Вечер был отменно хорош, долгий светлый вечер середины лета.
Через опущенное стекло в машину вливался запах зелени, вытесняя настой теплого масла и плохого таксистского бензина.
Это опять бьюты сбивают защелки. Сейчас защелки сделаны из бензина и моторного масла, из пыли на сиденье и моего скверного характера.
У дверей газетных редакций принято держать милиционеров, они кого-то от кого-то охраняют, я не силен в этом вопросе, но пистолеты у них настоящие. Еще они охраняют свой телефон от случайных посетителей, для которых есть телефоны в бюро пропусков, а по этому, милицейскому, разрешается говорить только своим. Я числюсь в своих.
Кравчук болтался по вестибюлю, возле дверей общественной приемной. Там по утрам полно народу, но сейчас осталась одна уборщица со шваброй и оцинкованным ведром, и Кравчук ей мешал, а я звал Могилевского вниз, может быть, поужинаем вместе или просто так пошатаемся по городу, подышим свежим воздухом, когда мы в последний раз гуляли просто так?
Саша спустился к нам без вещмешка и без курточки. И мы не торопясь двинулись к центру, сливаясь с летней легкой толпой, такие же летние, легкие, счастливые, и заботы наши испарялись, улетучивались, уплывали, они оставались там, далеко – в гостиницах, аэропортах, редакциях, институтах, а здесь мы шли себе куда попало, вместе со всеми, и хватит высоких материй.
Мы вышли на Суворовский бульвар, тот, что между Арбатом и Никитскими воротами. Моя мама по старой памяти называет его Никитским бульваром, потому что, говорит она, у нее аллергия на генералиссимусов. Нашли совершенно свободную скамейку, что близко к чуду в это время года, и сели, созерцая сквозь листву благородные линии фасада дома .Луниных. Есть хотелось ужасно.
Моей деликатности хватило минут на пять.
– Саша,– сказал я,– у тебя дома есть что-нибудь съестное?
– А у тебя? – спросил Саша.
– До меня далеко, а до тебя рукой подать. Двинулись?
– Неудобно как-то.– Миша портил мне игру.– Мы злоупотребляем гостеприимством...
– Миша, отчего вас тянет на высокие слова?
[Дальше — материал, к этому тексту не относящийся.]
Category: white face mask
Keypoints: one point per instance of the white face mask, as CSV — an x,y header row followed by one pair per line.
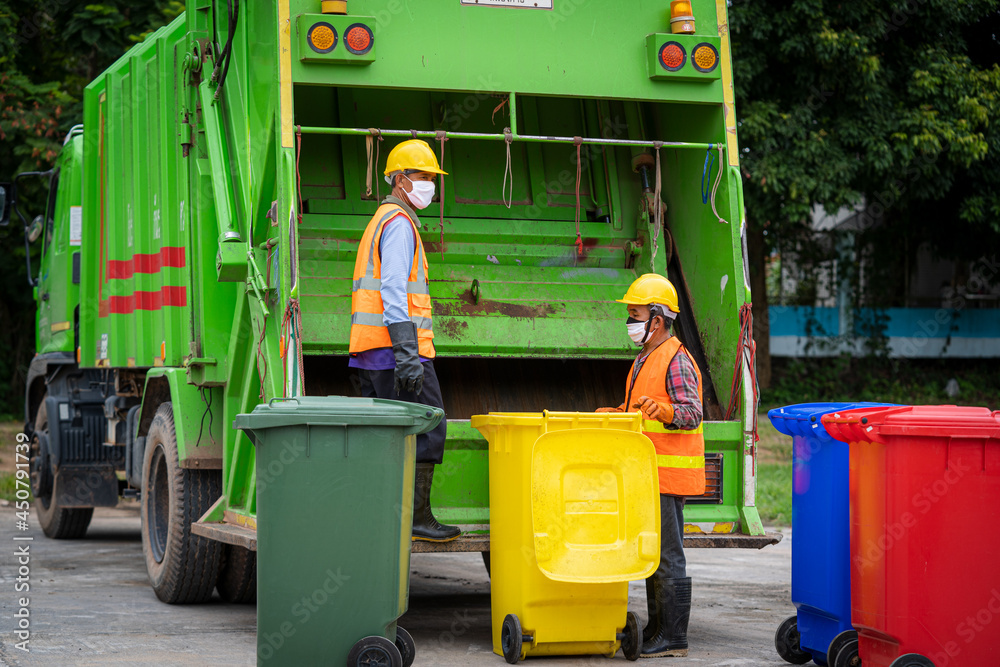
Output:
x,y
637,330
421,193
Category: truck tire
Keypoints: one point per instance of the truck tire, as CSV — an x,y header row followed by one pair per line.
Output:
x,y
57,522
238,579
182,567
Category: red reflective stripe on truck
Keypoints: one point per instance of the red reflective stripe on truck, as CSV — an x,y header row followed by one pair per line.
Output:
x,y
122,305
146,263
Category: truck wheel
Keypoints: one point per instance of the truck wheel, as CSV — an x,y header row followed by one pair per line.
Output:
x,y
60,523
182,567
238,578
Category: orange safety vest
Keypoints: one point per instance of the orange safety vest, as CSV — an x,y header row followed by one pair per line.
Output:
x,y
680,455
368,332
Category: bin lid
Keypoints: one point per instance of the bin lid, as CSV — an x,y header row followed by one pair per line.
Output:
x,y
595,505
340,411
881,424
550,420
803,419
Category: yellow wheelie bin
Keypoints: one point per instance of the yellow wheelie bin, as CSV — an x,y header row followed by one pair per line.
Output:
x,y
574,516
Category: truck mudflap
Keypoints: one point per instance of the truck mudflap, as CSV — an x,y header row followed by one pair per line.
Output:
x,y
87,486
469,542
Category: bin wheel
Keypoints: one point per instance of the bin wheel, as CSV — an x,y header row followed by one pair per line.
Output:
x,y
407,649
511,639
843,651
632,641
786,641
912,660
374,651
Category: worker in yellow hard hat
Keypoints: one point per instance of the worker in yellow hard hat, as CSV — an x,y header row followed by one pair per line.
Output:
x,y
665,385
392,335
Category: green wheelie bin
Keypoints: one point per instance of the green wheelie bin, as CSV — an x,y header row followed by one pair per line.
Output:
x,y
334,513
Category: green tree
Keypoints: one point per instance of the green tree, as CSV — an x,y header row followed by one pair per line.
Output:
x,y
885,104
49,53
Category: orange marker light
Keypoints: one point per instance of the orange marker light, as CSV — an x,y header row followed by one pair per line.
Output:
x,y
672,56
322,37
358,39
681,17
704,58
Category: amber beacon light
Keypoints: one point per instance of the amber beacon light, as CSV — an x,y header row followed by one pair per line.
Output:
x,y
681,17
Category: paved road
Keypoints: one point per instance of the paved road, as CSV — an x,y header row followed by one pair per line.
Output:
x,y
90,604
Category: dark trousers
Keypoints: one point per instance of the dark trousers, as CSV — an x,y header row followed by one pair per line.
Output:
x,y
673,565
378,384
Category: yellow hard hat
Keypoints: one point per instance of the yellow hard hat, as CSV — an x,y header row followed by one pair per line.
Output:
x,y
412,154
651,288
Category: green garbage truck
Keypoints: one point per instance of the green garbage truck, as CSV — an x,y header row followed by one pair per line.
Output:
x,y
198,244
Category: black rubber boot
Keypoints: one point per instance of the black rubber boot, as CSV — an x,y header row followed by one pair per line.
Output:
x,y
425,526
653,609
673,597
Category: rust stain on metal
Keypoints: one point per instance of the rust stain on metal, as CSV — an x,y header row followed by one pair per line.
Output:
x,y
468,307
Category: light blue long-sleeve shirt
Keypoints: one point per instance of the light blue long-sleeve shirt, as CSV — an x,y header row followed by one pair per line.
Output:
x,y
397,248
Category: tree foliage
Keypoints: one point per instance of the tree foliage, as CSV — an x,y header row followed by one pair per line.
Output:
x,y
886,106
49,53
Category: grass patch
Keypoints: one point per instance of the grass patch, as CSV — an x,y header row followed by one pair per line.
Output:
x,y
774,474
904,381
774,493
8,487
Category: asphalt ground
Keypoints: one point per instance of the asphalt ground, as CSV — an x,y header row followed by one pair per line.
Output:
x,y
90,604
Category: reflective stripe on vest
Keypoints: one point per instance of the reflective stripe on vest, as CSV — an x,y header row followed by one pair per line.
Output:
x,y
653,426
368,330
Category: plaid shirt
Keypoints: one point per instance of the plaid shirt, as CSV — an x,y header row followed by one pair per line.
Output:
x,y
682,388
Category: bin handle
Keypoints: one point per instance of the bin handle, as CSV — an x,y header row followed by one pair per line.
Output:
x,y
286,398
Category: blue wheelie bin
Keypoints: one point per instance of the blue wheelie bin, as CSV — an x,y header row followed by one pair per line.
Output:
x,y
821,540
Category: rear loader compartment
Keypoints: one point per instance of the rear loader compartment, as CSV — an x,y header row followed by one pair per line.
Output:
x,y
230,166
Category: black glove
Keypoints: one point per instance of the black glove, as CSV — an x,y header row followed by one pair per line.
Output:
x,y
409,374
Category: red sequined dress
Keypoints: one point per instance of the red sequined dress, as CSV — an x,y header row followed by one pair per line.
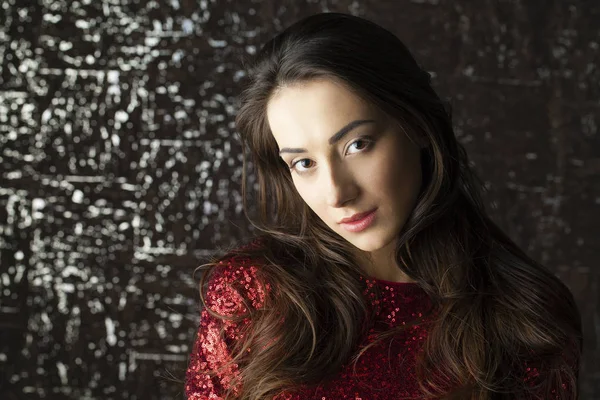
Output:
x,y
383,372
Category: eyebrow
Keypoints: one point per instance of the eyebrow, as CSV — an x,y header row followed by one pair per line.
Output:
x,y
334,139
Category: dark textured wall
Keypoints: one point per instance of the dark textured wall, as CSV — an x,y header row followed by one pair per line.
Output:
x,y
119,172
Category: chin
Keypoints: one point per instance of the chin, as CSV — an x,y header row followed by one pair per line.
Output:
x,y
369,241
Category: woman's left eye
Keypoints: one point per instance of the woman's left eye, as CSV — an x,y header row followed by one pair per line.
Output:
x,y
365,140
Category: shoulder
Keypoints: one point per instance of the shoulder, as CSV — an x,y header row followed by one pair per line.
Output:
x,y
236,282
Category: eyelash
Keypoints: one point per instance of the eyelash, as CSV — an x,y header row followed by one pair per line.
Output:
x,y
367,140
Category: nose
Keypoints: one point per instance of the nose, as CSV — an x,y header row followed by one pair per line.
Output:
x,y
339,187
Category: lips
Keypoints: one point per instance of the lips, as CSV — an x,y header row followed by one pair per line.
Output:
x,y
356,217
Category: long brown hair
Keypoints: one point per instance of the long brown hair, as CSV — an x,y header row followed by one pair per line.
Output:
x,y
495,307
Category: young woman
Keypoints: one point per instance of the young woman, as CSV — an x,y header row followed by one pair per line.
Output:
x,y
377,273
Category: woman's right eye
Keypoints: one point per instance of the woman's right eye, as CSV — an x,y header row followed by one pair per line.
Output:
x,y
293,167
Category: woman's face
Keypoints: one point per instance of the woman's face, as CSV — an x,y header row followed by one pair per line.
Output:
x,y
372,164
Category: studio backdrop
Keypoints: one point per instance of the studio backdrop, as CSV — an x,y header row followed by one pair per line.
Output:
x,y
121,172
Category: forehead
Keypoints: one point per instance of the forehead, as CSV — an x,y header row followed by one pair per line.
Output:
x,y
317,107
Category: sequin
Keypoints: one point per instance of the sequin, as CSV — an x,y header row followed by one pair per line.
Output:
x,y
384,372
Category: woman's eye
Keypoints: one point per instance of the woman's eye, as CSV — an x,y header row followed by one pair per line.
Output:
x,y
367,142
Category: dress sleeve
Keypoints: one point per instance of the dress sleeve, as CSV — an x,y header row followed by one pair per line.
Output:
x,y
211,350
572,358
Вы же валитесь от голода, бьюсь об заклад.
– У меня уже вот здесь ваши дискуссии,– сказал Могилевский и показал, где они у него.– То вы лаетесь из-га гармонии и дисгармонии, квантов и бьютов, то из-за вопросов питания. Бутерброды с колбасой вас устроят? Еще есть фасоль в банках и яйца.
– Омлет с фасолью,– задумчиво произнес Кравчук. В его голосе слышались элегические ноты.
– Но я настаиваю,– продолжал Могилевский,– чтобы вы прекратили ваши ученые споры. В отсутствие сэра Уильяма поди проверь, когда вы говорите дело, а когда несете чушь.
– Я согласен,– быстро проговорил кандидат. Наверное, ему хотелось есть больше моего. Я тоже был согласен, но не в моих правилах уступать поле боя.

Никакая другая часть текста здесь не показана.